The current viability rules were developed to encourage and stimulate building in a recession, but they have evolved to become something quite different – a quasi-scientific basis for negotiation between developers and councils, with the overt objective on the part of developers of reducing their obligation to build affordable housing. The current system enables this to happen, as viability arguments can justify an appeal against refusal, and cash-strapped councils are reluctant to risk having to pay the applicant’s appeal costs if they lose. These negotiations are often not between equals as councils struggle to resource the expertise they need to interrogate developers’ figures; and they slow down planning, often taking years to resolve, creating great uncertainty and frustration.
It is vital that our planning system provides certainty and transparency and puts an end to speculation on land values which prevents land from being used to deliver new homes. While landowners should receive fair compensation, coded in law, they shouldn’t be entitled to speculative value which does not arise from actions for which they are not responsible.
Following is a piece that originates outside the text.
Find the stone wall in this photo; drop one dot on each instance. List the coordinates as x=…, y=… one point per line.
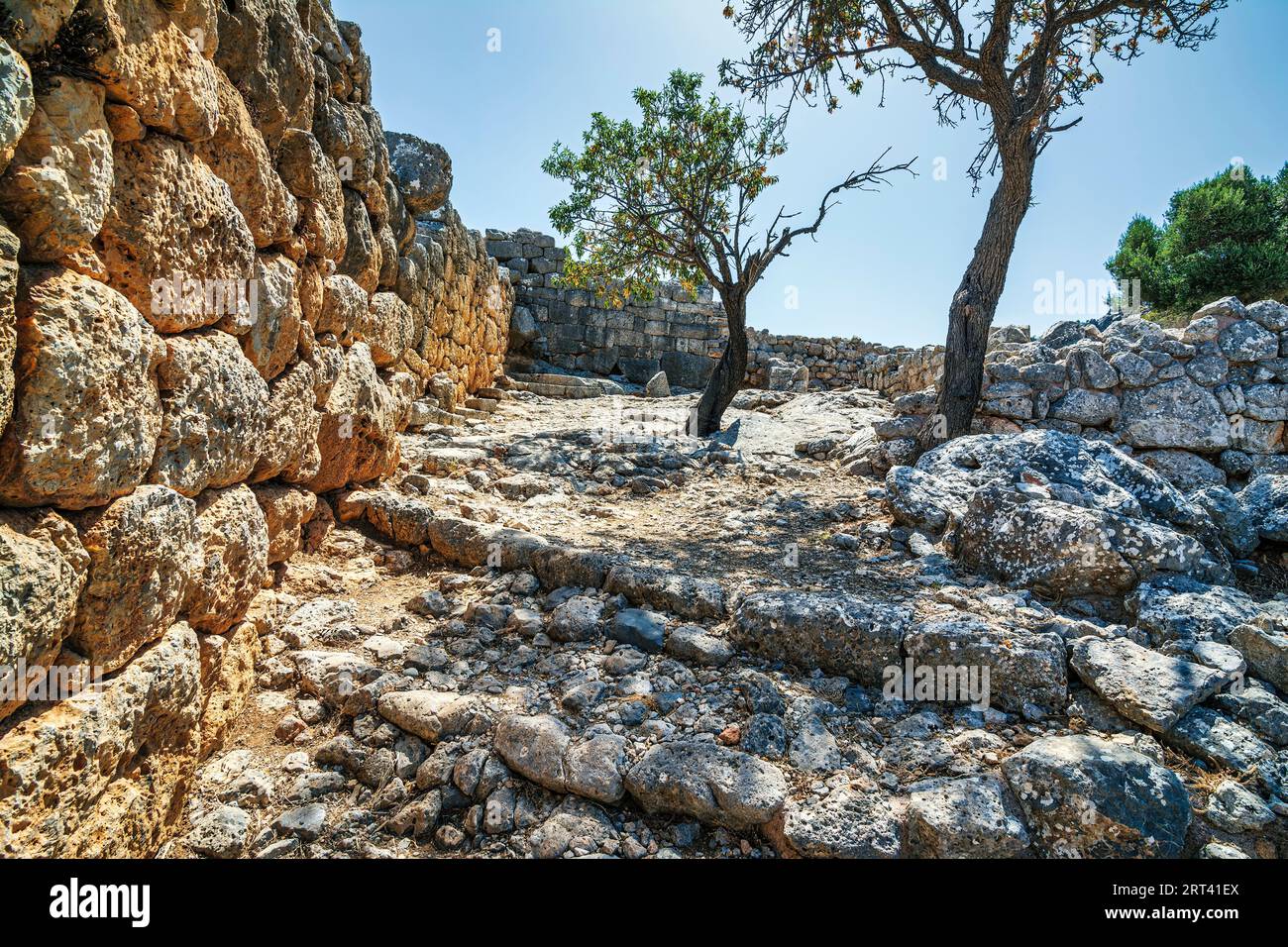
x=1205, y=405
x=575, y=330
x=222, y=289
x=845, y=363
My bill creates a new requirement in planning law that local planning authorities have a duty to include policy in their local plans to capture betterment values where they arise, formally establishing a legal duty of the planning system to capture land value to be used for the benefit of communities, and creating a strong justification for councils to argue for the resources they need to engage in viability discussions on equal terms with applicants.
Finally, my bill seeks to specify in law the key factors used for viability testing in relation to planning decisions, including placing explicit limitations on the expectations of developer profit (up to 15 per cent, rather than the currently accepted 20 per cent), and land values (existing use value plus 15 per cent rather than unlimited future speculative value as at present), providing greater certainty and transparency for both landowners and communities.
In the context of a national housing crisis, our planning system must be able to deliver the genuinely affordable homes communities need. More than this, communities must be able to trust that it will do so, and that the promises made both in local plans and planning applications will not be watered down later on grounds of viability. My bill will reform our planning system to place community need at the heart of it and increase the speed and quantum of affordable housing delivery to address the housing crisis.